最初の難関は、役所のHPを読み解くこと。やさしく説明しようとする努力は認められるものの、1回読んだだけで理解できるような代物ではありません。制度の条件に当てはまるかどうかを確認し、手続きの順番と時期を把握し、必要書類をチェックする。そこまででかなり消耗します。何回か読み直さないとアタマに入りません。
さて、ようやく揃えた書類一式を携えて役所へ出向くと、これが一回で受理されることはまれです。今回も初回で討ち死に。温和しそうなオジサンがチェックリストと説明書を参照しながら、あっちをめくり、こっちをめくりしながら書類を確認することおよそ30分。この書類が必要だと思うので上長に確認します、と言い置いて鳩首協議すること15分。その挙げ句、どこにもその書類が必要だと書かれていないので、必要ありませんという結論に。自分で言い出しておいて、なんじゃそれは。「この助成金の申請はまだ珍しいんですよ」と言い訳。
さらに、チェックは続き、昨年の夏にできた制度が秋にまた改正になったので、書類の一部が適合していないとの理由で結局ボツ。それはないでしょう。そんな改正のお知らせはいただいておりません。
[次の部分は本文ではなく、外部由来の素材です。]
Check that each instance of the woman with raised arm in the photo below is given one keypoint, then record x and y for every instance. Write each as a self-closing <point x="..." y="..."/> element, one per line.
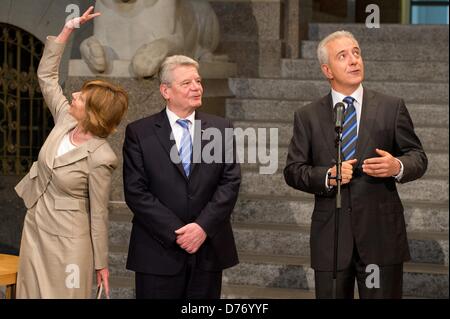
<point x="66" y="192"/>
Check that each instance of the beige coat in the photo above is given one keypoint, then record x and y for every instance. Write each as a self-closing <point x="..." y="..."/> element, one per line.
<point x="67" y="201"/>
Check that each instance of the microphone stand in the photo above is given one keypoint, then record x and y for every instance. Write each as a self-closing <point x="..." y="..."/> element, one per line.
<point x="338" y="179"/>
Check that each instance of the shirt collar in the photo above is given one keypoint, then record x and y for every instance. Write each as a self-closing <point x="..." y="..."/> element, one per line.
<point x="339" y="97"/>
<point x="173" y="117"/>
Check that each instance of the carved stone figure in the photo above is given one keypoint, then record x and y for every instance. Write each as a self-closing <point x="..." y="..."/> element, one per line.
<point x="144" y="32"/>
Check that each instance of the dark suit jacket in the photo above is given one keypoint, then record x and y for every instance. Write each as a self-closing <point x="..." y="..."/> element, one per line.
<point x="372" y="213"/>
<point x="163" y="199"/>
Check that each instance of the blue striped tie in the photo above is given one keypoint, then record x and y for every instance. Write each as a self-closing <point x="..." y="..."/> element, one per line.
<point x="185" y="151"/>
<point x="349" y="136"/>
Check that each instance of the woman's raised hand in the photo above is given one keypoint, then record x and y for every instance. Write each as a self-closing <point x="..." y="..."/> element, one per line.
<point x="76" y="22"/>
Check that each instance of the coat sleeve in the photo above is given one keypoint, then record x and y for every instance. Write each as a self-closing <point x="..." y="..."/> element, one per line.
<point x="408" y="147"/>
<point x="221" y="204"/>
<point x="48" y="75"/>
<point x="300" y="171"/>
<point x="101" y="168"/>
<point x="159" y="221"/>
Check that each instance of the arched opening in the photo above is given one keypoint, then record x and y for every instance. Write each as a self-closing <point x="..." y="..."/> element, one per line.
<point x="25" y="121"/>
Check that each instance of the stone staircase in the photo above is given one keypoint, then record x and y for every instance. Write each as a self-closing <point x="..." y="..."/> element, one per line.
<point x="271" y="220"/>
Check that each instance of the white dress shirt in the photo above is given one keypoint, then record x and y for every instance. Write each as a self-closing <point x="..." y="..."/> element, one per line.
<point x="358" y="96"/>
<point x="177" y="130"/>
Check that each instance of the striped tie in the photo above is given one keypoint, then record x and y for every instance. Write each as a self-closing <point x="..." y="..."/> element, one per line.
<point x="349" y="136"/>
<point x="185" y="151"/>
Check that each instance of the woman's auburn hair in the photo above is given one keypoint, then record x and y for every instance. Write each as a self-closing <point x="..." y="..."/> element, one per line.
<point x="105" y="105"/>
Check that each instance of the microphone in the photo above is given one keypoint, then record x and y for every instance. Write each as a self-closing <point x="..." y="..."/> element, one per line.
<point x="339" y="110"/>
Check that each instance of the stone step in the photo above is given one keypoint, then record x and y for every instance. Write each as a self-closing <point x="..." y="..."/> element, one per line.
<point x="396" y="33"/>
<point x="376" y="51"/>
<point x="291" y="89"/>
<point x="294" y="240"/>
<point x="424" y="189"/>
<point x="292" y="272"/>
<point x="283" y="111"/>
<point x="437" y="162"/>
<point x="404" y="71"/>
<point x="291" y="239"/>
<point x="433" y="139"/>
<point x="123" y="288"/>
<point x="419" y="216"/>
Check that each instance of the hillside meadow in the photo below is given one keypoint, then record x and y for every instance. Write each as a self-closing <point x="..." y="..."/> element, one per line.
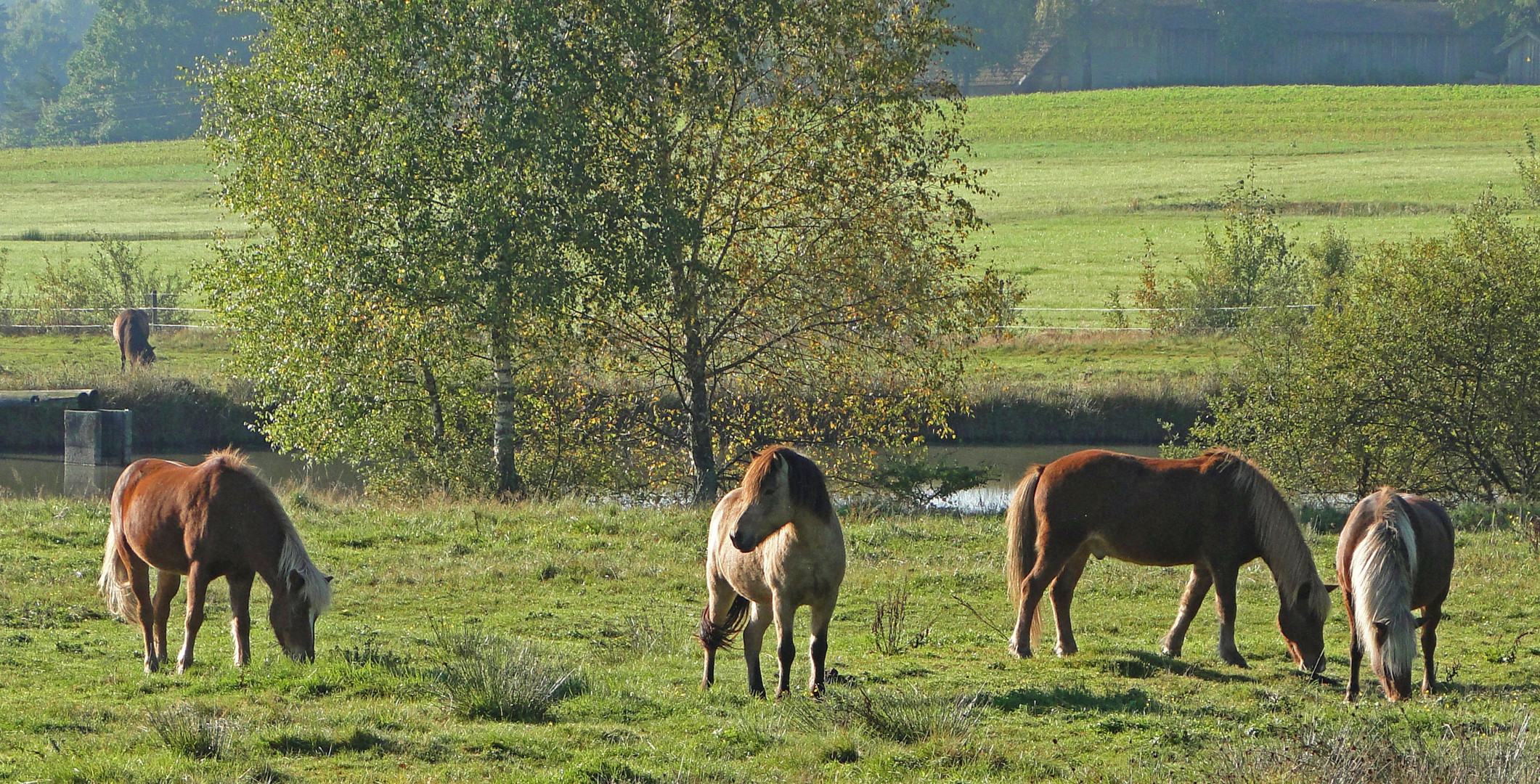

そのあたりが社労士でない悲しさです。
そんな経緯をへて、今日再び役所に行ったわけです。
今度はしかめっ面のオバサンが担当。前回のチェックリストが役所にファイルされていて、どこが問題だったのか記録が残っているにもかかわらず、また目を皿のように書類を初めからチェックして、ようやく受理されました。書類に対する役所の扱いというのは、このようなものなのでしょう。
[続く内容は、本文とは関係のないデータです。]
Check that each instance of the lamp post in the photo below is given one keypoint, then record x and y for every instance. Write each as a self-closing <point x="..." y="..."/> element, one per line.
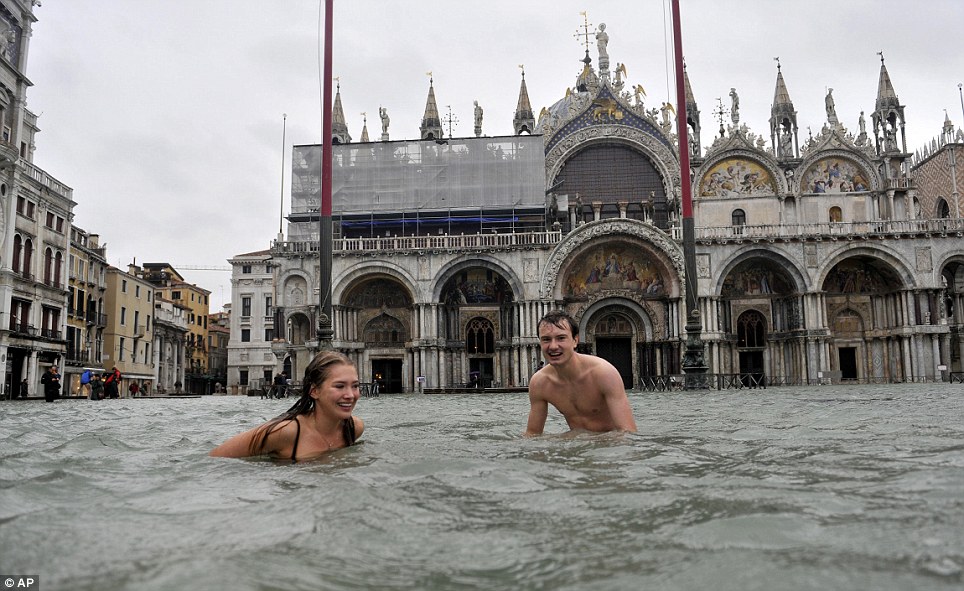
<point x="326" y="331"/>
<point x="694" y="365"/>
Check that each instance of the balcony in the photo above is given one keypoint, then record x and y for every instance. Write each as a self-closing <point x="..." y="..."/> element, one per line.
<point x="50" y="333"/>
<point x="416" y="244"/>
<point x="22" y="328"/>
<point x="868" y="230"/>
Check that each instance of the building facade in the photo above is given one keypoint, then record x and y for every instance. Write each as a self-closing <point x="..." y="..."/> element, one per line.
<point x="252" y="363"/>
<point x="129" y="336"/>
<point x="172" y="287"/>
<point x="817" y="258"/>
<point x="35" y="220"/>
<point x="86" y="320"/>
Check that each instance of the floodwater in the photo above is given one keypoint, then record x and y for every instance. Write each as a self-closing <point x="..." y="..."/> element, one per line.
<point x="829" y="487"/>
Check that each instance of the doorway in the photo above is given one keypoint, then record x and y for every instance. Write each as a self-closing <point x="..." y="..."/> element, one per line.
<point x="847" y="356"/>
<point x="619" y="352"/>
<point x="480" y="372"/>
<point x="388" y="374"/>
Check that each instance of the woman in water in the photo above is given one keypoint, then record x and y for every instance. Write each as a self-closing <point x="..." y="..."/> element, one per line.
<point x="319" y="422"/>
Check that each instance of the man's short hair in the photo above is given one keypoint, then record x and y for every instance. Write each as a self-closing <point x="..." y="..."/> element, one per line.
<point x="557" y="318"/>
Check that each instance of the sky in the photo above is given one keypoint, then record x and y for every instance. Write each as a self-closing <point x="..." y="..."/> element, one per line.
<point x="173" y="120"/>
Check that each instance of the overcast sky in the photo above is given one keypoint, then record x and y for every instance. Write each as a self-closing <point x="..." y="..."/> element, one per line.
<point x="166" y="116"/>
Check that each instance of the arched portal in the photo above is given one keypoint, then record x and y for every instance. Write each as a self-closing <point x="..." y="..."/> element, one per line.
<point x="379" y="309"/>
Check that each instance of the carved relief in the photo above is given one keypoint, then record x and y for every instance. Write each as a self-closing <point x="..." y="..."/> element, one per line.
<point x="610" y="229"/>
<point x="924" y="262"/>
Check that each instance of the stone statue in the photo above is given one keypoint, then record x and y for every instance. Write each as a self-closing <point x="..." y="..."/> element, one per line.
<point x="383" y="113"/>
<point x="478" y="119"/>
<point x="786" y="146"/>
<point x="735" y="108"/>
<point x="602" y="41"/>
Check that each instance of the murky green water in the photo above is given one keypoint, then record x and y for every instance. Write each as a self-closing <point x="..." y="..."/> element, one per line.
<point x="795" y="488"/>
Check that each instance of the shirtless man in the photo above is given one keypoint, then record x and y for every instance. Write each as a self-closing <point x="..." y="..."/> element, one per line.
<point x="587" y="390"/>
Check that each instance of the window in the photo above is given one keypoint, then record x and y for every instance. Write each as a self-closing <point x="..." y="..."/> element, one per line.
<point x="739" y="220"/>
<point x="19" y="315"/>
<point x="17" y="249"/>
<point x="48" y="265"/>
ホッとして「この申請は珍しいんですってね」と言ったら、「申し上げられません」ですって。オバサンの名前が佐川さんだったかどうかは、聞き漏らしました。

不毛の議論

2018.03.01

自分にとってはどうでもいいことなんですが、なんとなく気分がよろしくない、というニュースがときどきあります。泰明小学校がアルマーニデザインの「標準服」を導入したというのもその一つ。
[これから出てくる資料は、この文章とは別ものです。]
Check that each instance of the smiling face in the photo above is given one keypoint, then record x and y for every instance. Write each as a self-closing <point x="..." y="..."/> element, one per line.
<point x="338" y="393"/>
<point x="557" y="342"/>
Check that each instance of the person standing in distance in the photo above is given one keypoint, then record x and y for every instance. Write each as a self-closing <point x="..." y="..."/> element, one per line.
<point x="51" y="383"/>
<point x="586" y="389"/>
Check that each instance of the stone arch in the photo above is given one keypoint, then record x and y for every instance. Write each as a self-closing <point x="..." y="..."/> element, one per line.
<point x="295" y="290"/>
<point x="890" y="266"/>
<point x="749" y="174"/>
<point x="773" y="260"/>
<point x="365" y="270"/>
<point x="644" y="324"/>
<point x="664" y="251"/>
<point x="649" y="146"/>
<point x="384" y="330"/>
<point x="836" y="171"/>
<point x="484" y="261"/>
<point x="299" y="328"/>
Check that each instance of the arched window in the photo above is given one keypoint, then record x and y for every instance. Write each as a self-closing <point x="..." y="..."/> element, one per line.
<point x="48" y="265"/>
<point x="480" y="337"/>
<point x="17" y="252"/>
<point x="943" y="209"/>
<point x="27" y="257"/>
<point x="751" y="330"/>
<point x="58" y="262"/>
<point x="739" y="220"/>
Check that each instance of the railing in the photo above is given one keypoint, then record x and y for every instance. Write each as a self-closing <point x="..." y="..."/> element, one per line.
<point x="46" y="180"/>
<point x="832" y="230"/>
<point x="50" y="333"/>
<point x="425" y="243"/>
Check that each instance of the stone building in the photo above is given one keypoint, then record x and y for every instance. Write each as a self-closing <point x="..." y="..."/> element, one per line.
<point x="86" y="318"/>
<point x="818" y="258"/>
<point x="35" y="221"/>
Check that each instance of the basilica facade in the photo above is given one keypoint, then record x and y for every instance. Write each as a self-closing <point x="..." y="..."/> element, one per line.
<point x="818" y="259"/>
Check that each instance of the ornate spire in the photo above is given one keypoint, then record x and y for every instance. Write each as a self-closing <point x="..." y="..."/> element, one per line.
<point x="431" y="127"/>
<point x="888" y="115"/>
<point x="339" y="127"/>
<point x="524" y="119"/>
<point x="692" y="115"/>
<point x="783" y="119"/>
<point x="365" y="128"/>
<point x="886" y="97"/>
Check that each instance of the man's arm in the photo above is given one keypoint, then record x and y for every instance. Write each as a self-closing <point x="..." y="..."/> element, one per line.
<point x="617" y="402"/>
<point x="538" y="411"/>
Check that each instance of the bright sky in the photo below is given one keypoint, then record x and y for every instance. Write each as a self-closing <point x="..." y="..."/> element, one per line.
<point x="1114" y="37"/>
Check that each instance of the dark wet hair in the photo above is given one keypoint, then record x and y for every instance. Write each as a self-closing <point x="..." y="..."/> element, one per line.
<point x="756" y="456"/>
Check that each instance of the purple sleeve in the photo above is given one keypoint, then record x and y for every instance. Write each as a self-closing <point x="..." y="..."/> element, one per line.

そもそも公立小学校に「標準服」なるものが存在していることを、今回の報道ではじめて知りました。自分が区立小学校に通っていたときはもちろん、すっかりオヤジになってしまった息子どもが卒業した市立小学校にも「標準服」があったという記憶がありません。
標準服というのは、制服でないが、制服みたいなものらしい。そのようなあいまいな状態で、何気に強制するというやり方が気分をよろしくさせない要素の一つ。こういうのも「行政指導」の一種なのでしょう。
銀座だからブランド、という陳腐な発想がもう一つの要素。何の関係もないでしょう。校長のアタマの中でだけつながっているらしい。
ブランドならブランド料も支払わなくてはならないし、生地や仕立てもブランドを傷つけることのない品質に保たなければなりません。お高くなるのは予想できたこと。教育の無料化などと叫んでいた政治家はどう考えているのでしょう。
この一件については、朝日新聞で制服の価格問題を扱って貧困ジャーナリズム大賞2016を受賞された記者さんが、HUFFPOSTに異動して、学校側と保護者とのやりとりを詳しく報じています。それを読んだら、さらに気分がよろしくなくなってしまいました。不毛の議論というのが、まさにこれです。バカバカしいっちゃありゃしない。